Un fonds de reconstruction, mis en place par l’UE pour la reprise après la crise du coronavirus, devrait contenir environ 1 500 milliards d’euros. Bruxelles souhaiterait lever cette somme sur les marchés financiers à travers l’émission d’emprunts communs des pays de l’UE.
Lors d’un débat vidéo exceptionnel avec Von der Leyen et le président de l’UE Charles Michel, les eurodéputés ont appelé à une action plus coordonnée de l’UE pour protéger les citoyens et soutenir l’économie. Ils ont également convenu que l’UE aurait pu agir plus rapidement et avec plus de vigueur face à cette crise, tout en soulignant que la solidarité au sein de l’UE semble aujourd’hui se rétablir.

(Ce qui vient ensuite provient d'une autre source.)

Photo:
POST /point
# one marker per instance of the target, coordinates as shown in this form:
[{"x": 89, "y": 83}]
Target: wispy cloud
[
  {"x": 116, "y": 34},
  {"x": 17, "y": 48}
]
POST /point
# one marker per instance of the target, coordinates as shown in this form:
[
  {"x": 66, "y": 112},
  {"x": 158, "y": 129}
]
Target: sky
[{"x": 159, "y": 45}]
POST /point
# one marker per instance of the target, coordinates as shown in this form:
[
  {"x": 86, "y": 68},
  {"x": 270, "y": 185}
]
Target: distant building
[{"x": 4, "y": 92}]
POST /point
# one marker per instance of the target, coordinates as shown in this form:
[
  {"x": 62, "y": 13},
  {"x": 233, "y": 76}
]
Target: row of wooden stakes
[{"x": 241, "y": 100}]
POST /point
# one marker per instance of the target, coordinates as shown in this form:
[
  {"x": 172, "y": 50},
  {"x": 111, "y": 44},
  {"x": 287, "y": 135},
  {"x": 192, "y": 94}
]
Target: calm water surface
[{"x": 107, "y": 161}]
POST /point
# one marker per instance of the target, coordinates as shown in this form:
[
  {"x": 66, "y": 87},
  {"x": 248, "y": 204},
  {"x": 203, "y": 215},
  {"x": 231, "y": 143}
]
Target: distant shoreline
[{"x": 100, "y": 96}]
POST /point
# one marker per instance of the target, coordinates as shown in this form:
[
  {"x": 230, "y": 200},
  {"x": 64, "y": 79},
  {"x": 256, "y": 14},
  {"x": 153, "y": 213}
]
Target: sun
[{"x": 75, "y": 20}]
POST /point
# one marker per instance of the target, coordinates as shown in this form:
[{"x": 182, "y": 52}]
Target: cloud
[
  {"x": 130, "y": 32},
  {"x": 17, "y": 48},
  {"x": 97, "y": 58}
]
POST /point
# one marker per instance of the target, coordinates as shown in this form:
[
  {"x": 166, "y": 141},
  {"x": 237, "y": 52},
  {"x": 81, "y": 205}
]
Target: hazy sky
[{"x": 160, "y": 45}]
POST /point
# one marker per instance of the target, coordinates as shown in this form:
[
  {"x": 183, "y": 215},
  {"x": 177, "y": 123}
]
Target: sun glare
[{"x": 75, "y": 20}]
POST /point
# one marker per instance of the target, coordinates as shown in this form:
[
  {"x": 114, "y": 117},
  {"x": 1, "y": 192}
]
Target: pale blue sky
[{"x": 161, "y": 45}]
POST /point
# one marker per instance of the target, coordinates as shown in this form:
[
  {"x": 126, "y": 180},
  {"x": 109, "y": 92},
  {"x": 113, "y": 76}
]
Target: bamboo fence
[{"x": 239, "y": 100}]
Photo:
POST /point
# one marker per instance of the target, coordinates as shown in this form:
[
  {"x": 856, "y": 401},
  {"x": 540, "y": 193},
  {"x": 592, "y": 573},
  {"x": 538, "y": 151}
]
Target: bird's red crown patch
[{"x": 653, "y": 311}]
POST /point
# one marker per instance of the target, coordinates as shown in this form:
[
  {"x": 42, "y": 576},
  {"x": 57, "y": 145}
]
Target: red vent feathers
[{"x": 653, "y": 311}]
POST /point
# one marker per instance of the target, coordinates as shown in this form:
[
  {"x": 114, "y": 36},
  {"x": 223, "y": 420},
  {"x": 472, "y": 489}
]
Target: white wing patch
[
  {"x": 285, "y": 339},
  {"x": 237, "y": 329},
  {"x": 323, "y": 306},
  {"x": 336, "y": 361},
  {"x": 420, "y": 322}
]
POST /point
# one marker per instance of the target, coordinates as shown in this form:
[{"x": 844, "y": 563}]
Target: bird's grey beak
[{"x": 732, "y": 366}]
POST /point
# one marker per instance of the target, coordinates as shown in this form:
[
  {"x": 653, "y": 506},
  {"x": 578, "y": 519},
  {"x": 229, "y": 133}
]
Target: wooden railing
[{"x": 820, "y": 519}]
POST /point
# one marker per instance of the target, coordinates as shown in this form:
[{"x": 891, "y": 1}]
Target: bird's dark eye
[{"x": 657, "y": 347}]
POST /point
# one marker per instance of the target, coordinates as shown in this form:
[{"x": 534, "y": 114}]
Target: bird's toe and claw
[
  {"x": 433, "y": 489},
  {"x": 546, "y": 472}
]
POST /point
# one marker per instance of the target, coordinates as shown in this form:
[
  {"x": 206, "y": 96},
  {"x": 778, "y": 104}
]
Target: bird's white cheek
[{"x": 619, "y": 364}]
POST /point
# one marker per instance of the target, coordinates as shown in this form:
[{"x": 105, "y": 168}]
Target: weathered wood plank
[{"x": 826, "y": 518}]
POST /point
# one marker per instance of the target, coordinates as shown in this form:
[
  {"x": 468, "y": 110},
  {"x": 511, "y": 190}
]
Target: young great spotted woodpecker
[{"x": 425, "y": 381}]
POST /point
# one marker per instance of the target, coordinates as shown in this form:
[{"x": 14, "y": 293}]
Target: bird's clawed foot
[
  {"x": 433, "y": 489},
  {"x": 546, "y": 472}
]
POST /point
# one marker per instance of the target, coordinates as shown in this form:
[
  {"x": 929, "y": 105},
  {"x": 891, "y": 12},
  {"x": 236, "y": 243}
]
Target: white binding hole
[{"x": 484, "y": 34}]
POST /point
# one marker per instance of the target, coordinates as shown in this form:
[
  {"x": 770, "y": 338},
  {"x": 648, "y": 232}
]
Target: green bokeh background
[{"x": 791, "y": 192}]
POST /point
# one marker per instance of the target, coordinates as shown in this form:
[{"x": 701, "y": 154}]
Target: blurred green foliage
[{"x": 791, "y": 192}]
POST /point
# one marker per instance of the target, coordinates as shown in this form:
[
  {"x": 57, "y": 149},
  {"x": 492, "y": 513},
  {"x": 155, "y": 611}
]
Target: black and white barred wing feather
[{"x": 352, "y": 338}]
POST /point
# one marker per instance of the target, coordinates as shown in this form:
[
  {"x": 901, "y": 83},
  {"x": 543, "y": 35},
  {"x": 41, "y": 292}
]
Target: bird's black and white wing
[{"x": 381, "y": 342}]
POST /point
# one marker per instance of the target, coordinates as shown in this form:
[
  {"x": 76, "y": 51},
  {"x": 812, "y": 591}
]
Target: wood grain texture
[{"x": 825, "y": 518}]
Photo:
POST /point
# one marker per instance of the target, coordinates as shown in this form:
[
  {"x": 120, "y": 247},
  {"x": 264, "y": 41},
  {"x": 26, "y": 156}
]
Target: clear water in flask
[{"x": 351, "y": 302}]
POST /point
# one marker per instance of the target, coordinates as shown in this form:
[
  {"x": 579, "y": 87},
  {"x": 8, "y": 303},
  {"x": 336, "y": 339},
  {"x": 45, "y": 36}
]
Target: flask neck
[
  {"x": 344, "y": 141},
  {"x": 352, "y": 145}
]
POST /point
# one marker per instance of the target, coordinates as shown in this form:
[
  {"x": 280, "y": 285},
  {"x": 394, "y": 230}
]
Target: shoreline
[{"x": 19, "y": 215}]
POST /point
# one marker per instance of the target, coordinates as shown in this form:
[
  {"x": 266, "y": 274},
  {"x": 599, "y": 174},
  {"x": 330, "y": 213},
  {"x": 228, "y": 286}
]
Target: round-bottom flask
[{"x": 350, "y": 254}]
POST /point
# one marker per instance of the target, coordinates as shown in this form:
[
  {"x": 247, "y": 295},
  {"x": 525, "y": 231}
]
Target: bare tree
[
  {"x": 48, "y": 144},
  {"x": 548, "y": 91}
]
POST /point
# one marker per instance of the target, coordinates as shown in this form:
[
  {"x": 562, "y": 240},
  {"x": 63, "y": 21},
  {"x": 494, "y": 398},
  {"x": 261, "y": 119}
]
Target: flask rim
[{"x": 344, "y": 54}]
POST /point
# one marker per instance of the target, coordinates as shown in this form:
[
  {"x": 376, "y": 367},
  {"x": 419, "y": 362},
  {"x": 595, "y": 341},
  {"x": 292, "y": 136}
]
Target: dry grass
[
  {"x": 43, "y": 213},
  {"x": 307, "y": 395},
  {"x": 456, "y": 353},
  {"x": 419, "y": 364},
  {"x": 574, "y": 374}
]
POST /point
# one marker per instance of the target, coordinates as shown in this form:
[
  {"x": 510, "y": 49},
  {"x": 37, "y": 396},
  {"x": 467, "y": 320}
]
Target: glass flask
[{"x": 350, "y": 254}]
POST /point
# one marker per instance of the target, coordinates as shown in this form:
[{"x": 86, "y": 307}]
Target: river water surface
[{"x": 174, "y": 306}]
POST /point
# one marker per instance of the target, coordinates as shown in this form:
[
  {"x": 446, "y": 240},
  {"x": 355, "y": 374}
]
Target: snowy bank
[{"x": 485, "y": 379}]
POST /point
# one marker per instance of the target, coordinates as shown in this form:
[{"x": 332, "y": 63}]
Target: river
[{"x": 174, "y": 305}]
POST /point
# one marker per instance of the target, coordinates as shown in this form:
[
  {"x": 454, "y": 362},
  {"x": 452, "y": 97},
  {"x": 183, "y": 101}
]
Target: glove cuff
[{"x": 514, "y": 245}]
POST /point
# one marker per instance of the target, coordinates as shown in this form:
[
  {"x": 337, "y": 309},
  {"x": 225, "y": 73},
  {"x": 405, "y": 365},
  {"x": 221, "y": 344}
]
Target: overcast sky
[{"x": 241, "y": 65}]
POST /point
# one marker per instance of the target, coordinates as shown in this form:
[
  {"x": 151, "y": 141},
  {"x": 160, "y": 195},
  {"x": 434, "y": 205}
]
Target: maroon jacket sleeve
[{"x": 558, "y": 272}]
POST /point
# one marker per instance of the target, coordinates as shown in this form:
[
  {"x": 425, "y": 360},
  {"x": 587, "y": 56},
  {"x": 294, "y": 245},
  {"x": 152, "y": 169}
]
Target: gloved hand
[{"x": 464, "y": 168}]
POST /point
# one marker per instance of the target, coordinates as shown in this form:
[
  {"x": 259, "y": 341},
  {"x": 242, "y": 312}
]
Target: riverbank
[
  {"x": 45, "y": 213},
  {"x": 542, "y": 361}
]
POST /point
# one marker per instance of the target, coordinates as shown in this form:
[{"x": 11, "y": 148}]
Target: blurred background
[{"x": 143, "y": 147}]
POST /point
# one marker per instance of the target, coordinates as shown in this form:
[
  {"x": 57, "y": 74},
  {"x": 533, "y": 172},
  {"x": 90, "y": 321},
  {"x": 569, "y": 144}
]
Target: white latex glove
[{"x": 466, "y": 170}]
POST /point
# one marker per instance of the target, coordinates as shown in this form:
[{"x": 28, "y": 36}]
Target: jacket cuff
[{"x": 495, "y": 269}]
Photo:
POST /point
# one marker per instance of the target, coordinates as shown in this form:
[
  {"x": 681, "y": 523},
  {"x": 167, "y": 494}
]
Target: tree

Von der Leyen a souligné que les perspectives économiques des pays de l’UE sont nettement plus pessimistes qu’il y a seulement quelques semaines. Alors que Bruxelles envisageait le mois dernier un plan de relance de quelques dizaines de milliards, c’est désormais 1 500 milliards d’euros qui sont nécessaires. Il ne s’agit plus seulement d’une aide médicale et de coûts sanitaires pour certains pays de l’UE, mais aussi de la reconstruction des économies effondrées de plusieurs pays de l’UE. Cet argent devra être apporté conjointement par les pays membres.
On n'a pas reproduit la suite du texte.